Jean Poher, dernier exploitant du Rex d'Armentières

Alors que le nouveau cinéma d'Armentières sort lentement de terre, la Voix du Nord nous propose un portrait de l'ancien exploitant du dernier cinéma de la ville, le Rex, qui a fermé ses portes en

Voici l'article de Catherine Quételard :

Jean Poher : une vie de cinéma ! Son père gérait, en banlieue parisienne, trois salles qu'il a reprises à 20 ans avant de migrer à Armentières où il a dirigé le Rex, de 1960 jusqu'en 1995. Deux ans plus tard, la salle fermait. Il se souvient de l'âge d'or du cinéma à Armentières.

Les cinémas avaient pour nom Gloria, Palace ou Rex. À Armentières, on avait inauguré le Rex en 1936 avec Golgotha . Cette année-là, Jean Poher avait deux ans et vivait à Treil, en banlieue parisienne, où son père, ingénieur électricien de formation, exploitait trois salles de cinéma. Vingt ans plus tard, bac en poche, il prend le relais paternel avant de racheter le Rex armentiérois, le fonds de commerce d'abord, en 1960, puis l'immeuble en 1968. Avant lui, Melle Eva - et son long fume-cigarette - tenait la salle armentiéroise qui abritait au sous-sol une salle de jeu.
Jean Poher devient « le Mr du Rex » qu'il gère avec son épouse, Janine, à la caisse. Les placeurs, en costumes offerts par le tailleur Boidin tout proche, avaient fière allure dans leur tenue rouge de groom puis dans une autre, bleue, avec des épaulettes dorées et une casquette. À l'entracte, ils proposaient esquimaux ou sachets de cacahuètes. Le dimanche après-midi, les internes de l'École nationale professionnelle (maintenant Gustave-Eiffel) formaient un gros contingent réservé de 150 places. Beaucoup d'habitués tenaient à leur place attitrée au balcon. « On s'habillait pour venir au cinéma », rappelle le directeur ; des Belges venaient cravatés. Le Rex était plus select que le Casino, une autre salle plus populaire, rue Deceuninck, et plus généraliste que le Central, rue Kennedy, qui s'en tenait à une cote morale stricte. Quant au prix, « c'était donné ! (1,20 franc) ».
Le quartier était animé avec l'usine textile Beaudeux (lieu du futur cinéma), la chambre patronale, en face du Rex, les restaurants dont le réputé Comte d'Egmont, en face de la gare. Boulangerie et tabac avaient leur clientèle. Et le cinéma participait à l'animation, le week-end, avec un nocturne le samedi, et la séance du mercredi après-midi.

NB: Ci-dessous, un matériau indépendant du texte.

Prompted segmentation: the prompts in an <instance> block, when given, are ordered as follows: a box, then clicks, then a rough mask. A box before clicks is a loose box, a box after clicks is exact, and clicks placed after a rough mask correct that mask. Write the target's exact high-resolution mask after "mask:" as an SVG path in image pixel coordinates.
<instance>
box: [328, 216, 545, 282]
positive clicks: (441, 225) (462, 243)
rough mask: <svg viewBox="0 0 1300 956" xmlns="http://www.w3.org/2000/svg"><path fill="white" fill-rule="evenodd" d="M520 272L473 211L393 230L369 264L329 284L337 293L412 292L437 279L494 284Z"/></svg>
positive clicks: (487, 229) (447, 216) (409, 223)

Si, dans les années 60, le public ne regardait pas trop la programmation pour venir, les temps ont changé à la décennie suivante. Il a fallu offrir des sorties nationales. La salle de jeu, avec baby-foot et flippers, exploitée jusqu'en 1975, cède la place à une seconde salle (200 places) qui s'ajoute à la première (850 places). En 1980, « on a fermé le balcon » pour créer une troisième salle. En 1986, le couple acquiert la maison voisine qu'elle transforme en deux autres salles (150 places chacune). « Cinq salles, c'est bien », estime Jean Poher qui avait évalué, selon l'étude de marché, la clientèle potentielle à 90 000 habitants avec les environs. Ainsi il pouvait rivaliser «  avec Lille et Paris », offrant les films à leur sortie nationale. Tous les lundis, les résultats d'entrées étaient communiqués.
La Grande Vadrouille, quinze jours à l'écran ! L'exception. « Un ciné-club était animé par une association  », une fois par mois. « On s'est maintenu à 150 000 entrées par an » mais à partir de 1990, les chiffres chutent ; il vend le Rex à la mairie et une société d'économie mixte est créée. Quand il prend sa retraite en 1995, le cinéma n'a plus que deux ans à vivre, victime du Kinépolis. Même si Gabin, Delon ou Belmondo restent ses acteurs fétiches, il a vu Le Monde merveilleux d'Oz et ira au nouveau cinéma, en attendant que la façade de son Rex retrouve une apparence digne de son passé. Vendu au promoteur lillois P. Boulanger, le lieu doit abriter des appartements.